Joana mendekat perlahan, lalu menyeka bibir Wooseok, "Kenapa kau berlari sambil makan? kau bisa sakit perut," Joana tersenyum.
Deg! hati Wooseok mulai kelabakan lagi. Dia belum terbiasa dengan perhatian Joana. Namun, dia menyadari satu hal. Semakin hari, sepertinya dia semakin mencintai wanita galak di depannya ini.
"I-Ini ... makan siangmu, kau belum boleh makan sembarangan."
"Aku kan bisa membelinya di restoran makanan sehat,"
"Tetap saja! t-tetap saja, siapa yang menjamin kalau itu benar makanan sehat? setidaknya aku melihat Bibi Kim mengolah makanan ini untukmu, makanan dari rumah lebih sehat," Wooseok meraih tangan Joana, lalu memberikan kotak makan siang tersebut pada Joana.

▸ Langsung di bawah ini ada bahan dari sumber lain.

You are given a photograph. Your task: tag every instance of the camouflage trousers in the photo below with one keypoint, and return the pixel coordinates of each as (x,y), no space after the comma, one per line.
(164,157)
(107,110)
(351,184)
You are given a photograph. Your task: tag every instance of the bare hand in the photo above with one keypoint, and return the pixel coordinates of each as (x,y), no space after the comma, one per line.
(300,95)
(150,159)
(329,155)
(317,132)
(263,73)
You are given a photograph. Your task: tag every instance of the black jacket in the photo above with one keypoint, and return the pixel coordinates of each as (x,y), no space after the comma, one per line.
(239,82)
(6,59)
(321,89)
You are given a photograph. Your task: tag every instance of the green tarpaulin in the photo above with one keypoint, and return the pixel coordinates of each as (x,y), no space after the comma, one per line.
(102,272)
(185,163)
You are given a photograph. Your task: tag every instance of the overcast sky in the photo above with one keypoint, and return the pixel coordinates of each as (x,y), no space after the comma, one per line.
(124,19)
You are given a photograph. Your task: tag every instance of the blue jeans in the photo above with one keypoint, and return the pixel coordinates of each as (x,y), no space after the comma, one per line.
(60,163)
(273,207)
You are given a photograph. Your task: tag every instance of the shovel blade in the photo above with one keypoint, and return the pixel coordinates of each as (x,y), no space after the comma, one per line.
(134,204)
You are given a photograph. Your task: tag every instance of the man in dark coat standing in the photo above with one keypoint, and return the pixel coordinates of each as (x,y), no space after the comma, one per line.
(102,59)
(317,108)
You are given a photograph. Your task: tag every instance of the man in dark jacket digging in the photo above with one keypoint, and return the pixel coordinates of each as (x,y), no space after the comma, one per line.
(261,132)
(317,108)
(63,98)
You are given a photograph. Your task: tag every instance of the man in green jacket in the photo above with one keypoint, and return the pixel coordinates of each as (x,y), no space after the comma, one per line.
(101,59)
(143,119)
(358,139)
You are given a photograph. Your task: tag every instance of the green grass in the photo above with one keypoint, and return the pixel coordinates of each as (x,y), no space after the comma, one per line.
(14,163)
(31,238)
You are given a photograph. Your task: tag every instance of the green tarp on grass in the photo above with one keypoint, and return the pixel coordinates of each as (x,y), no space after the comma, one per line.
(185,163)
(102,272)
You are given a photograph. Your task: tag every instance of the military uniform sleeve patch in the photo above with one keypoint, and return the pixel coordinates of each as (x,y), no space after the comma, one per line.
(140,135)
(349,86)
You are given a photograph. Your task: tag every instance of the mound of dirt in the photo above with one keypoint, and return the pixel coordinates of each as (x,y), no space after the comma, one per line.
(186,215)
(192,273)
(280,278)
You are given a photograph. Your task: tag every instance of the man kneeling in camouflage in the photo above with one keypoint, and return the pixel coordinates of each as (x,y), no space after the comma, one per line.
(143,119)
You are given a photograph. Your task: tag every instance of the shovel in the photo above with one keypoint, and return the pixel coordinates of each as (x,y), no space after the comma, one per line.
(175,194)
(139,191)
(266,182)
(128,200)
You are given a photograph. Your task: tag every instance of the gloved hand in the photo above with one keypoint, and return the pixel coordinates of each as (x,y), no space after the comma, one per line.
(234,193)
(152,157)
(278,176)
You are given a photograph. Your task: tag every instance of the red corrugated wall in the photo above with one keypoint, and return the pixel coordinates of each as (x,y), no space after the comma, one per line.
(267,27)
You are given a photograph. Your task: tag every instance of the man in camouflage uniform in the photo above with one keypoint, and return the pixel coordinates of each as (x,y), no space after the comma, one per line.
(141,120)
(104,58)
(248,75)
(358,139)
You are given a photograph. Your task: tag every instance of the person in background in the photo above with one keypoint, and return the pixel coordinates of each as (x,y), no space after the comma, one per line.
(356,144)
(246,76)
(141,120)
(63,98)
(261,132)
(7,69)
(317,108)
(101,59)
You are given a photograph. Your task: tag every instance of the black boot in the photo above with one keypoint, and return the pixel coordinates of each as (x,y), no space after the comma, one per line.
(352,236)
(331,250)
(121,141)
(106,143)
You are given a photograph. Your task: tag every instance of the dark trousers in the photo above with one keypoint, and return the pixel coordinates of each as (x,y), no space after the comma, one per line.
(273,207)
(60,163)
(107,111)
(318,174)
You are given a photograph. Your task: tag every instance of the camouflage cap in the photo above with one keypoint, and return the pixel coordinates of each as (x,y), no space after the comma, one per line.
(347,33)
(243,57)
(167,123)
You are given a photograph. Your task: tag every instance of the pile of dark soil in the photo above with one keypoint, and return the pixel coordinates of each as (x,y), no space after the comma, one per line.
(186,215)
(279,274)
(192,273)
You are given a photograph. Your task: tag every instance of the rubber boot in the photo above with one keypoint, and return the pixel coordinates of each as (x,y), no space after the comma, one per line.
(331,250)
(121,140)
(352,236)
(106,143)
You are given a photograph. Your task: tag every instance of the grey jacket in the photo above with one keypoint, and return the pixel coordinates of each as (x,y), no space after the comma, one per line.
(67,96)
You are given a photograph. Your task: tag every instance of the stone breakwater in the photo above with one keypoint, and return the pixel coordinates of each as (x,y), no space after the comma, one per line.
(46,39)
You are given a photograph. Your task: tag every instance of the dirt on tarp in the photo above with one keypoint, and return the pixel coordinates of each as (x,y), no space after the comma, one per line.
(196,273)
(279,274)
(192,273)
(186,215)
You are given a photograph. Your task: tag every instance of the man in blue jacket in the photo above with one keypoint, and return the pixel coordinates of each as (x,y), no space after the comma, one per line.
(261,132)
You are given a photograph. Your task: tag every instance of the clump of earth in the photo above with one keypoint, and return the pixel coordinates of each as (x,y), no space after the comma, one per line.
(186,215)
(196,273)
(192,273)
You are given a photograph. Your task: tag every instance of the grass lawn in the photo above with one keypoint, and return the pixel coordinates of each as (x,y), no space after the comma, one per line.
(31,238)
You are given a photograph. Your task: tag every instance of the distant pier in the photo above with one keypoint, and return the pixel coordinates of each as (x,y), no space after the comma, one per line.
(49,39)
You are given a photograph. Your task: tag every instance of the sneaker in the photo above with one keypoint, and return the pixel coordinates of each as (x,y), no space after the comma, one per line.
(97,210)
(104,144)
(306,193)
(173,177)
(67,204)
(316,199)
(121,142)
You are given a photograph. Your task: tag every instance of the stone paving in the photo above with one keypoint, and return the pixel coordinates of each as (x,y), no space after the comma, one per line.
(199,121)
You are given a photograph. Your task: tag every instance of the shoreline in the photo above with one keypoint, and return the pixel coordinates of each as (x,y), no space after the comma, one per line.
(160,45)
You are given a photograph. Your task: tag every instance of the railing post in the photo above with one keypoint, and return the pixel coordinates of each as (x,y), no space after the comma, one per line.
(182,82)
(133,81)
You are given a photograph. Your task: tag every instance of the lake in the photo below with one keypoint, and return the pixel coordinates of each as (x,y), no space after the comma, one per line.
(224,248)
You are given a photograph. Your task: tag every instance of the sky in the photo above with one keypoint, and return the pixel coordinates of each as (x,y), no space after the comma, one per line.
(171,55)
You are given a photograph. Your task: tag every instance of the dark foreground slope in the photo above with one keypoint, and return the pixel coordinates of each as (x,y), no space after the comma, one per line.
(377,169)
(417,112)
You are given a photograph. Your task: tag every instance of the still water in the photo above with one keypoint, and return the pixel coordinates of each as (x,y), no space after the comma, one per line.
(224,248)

"Baiklah, aku akan makan makanan rumah saja," ucap Joana lalu tersenyum.
"Jangan terlalu lelah bekerja. Jangan sering memarahi orang ... jangan membuat dirimu berada dalam masalah ..."
"Iya. Sudah, cukup. Aku pergi dulu," Joana membuka pintu mobilnya, Wooseok secara tiba-tiba meraih lengan Joana.
"Joana!"
"Hmm, ada apa lagi?"
"C-Cepat kembali,"
"Pfftt ... kau ini," Joana melepaskan genggaman tangan Wooseok darinya, lalu menyentuh wajah Wooseok, "Aku akan segera kembali. Sekarang kembali ke rumah, dan tolong awasi ayahku,"
"Baik."
"Ok, Good. Aku pergi dulu," Joana membelai kepala Wooseok, lalu segera masuk ke mobil, "Jalan!" ucap Joana kepada supirnya.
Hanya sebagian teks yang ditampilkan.